Core Concepts
VLMs can improve their semantic grounding performance by receiving and generating feedback, without requiring in-domain data, fine-tuning, or modifications to the network architectures.
Abstract
The paper explores whether Vision-Language Models (VLMs) can improve their semantic grounding abilities by receiving and generating feedback. The key findings are:
VLMs can read feedback to improve their downstream semantic grounding performance. Providing noise-free binary feedback or class label feedback can improve grounding accuracy by up to 12 and 61 points, respectively, in a single step. Over multiple rounds, the improvements can exceed 15 accuracy points.
VLMs can serve as binary feedback providers, but similar to Large Language Models (LLMs), they struggle with intrinsic self-correction. This issue can be mitigated by using external techniques like visual prompting, where the VLM verifier receives a modified version of the input image to conduct binary verification.
An automated iterative feedback-based mechanism, where the VLM alternates between receiving and generating feedback, can improve semantic grounding accuracy by up to nearly 5 points. This is in contrast with prior work on intrinsic self-correction in LLMs, which can decrease performance by up to 10 points.

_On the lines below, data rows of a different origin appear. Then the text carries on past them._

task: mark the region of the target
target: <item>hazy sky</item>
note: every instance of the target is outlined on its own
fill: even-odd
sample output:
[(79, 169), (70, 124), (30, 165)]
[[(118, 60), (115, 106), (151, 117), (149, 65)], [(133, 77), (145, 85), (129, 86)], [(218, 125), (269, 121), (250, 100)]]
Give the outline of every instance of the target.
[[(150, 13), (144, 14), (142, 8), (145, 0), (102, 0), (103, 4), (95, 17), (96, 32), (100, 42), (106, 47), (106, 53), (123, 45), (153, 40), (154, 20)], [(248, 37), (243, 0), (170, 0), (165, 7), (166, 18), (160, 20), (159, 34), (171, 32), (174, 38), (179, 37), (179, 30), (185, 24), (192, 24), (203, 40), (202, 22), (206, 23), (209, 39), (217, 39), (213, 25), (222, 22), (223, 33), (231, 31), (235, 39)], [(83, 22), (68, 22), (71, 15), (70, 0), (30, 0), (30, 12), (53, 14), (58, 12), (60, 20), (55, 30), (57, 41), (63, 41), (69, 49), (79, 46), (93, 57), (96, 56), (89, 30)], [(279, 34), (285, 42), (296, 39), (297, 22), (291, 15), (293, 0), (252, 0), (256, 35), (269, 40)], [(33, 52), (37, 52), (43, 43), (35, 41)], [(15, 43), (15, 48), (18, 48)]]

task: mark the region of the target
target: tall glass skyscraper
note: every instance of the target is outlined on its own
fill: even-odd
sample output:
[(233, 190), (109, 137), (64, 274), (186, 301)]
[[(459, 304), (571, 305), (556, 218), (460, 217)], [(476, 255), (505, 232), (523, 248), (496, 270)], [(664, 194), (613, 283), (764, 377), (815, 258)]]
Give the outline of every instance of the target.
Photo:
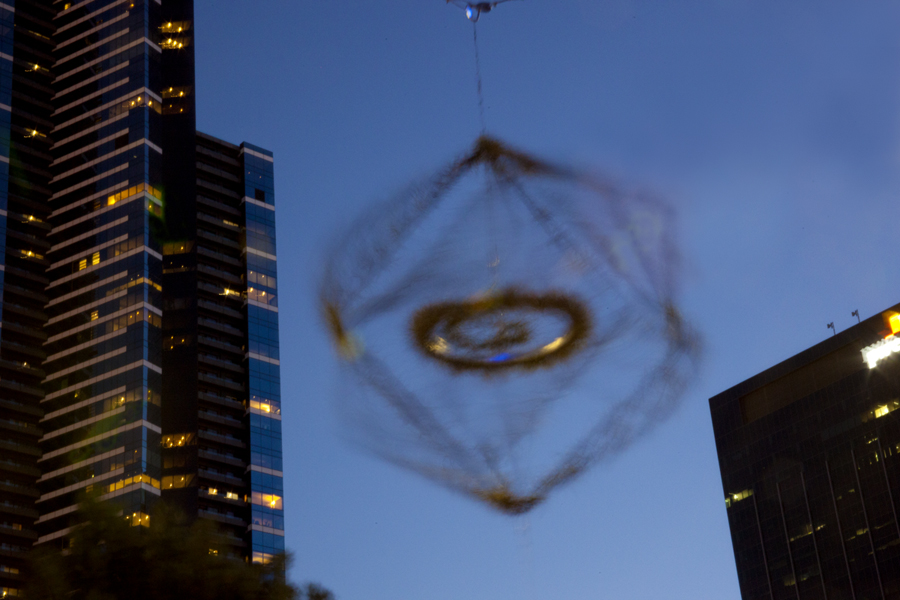
[(710, 400), (744, 600), (900, 598), (900, 305)]
[(273, 158), (198, 133), (190, 0), (0, 0), (0, 586), (85, 494), (284, 549)]

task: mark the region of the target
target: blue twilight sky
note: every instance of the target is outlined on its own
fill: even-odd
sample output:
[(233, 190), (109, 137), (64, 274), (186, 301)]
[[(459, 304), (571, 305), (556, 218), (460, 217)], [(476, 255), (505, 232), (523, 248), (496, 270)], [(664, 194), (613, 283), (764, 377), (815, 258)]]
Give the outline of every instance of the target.
[(315, 304), (335, 233), (477, 135), (471, 24), (444, 0), (196, 2), (198, 127), (276, 157), (293, 578), (340, 600), (737, 598), (707, 399), (900, 301), (898, 25), (896, 0), (482, 17), (490, 131), (666, 196), (707, 343), (674, 418), (516, 521), (342, 438)]

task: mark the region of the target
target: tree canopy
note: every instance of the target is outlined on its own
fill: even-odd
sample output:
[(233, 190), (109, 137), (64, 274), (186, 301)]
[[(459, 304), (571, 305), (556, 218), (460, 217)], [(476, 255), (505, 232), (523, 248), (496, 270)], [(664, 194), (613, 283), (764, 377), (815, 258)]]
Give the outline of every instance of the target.
[[(81, 509), (70, 547), (33, 553), (31, 600), (334, 600), (315, 584), (285, 578), (289, 555), (248, 564), (220, 553), (210, 523), (193, 524), (159, 505), (149, 527), (134, 526), (108, 503)], [(146, 524), (146, 523), (145, 523)]]

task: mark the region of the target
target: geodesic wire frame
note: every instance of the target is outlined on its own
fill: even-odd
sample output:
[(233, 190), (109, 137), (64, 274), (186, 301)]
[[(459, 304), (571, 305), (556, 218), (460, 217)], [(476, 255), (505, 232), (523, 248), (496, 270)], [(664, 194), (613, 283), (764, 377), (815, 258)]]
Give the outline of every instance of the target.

The paper concludes that feedback-based reasoning can be a promising approach to enhance semantic grounding in VLMs, without requiring expensive retraining, data, or architectural changes. However, the approach trades performance with compute, making it less practical for low-latency applications.
Stats
"VLMs can improve their semantic grounding performance by up to 61 accuracy points with noise-free class label feedback in a single step."
"VLMs can improve their semantic grounding performance by over 15 accuracy points across five rounds of noise-free feedback."
"VLMs can improve their semantic grounding performance by up to nearly 5 accuracy points using automated binary feedback."
Quotes
"VLMs can read the feedback to improve downstream semantic grounding."
"VLMs can be used as binary feedback providers, but similar to LLMs, they struggle to correct themselves out-of-the-box."
"VLMs benefit from automatic iterative feedback by improving semantic grounding accuracy up to nearly 5 accuracy points."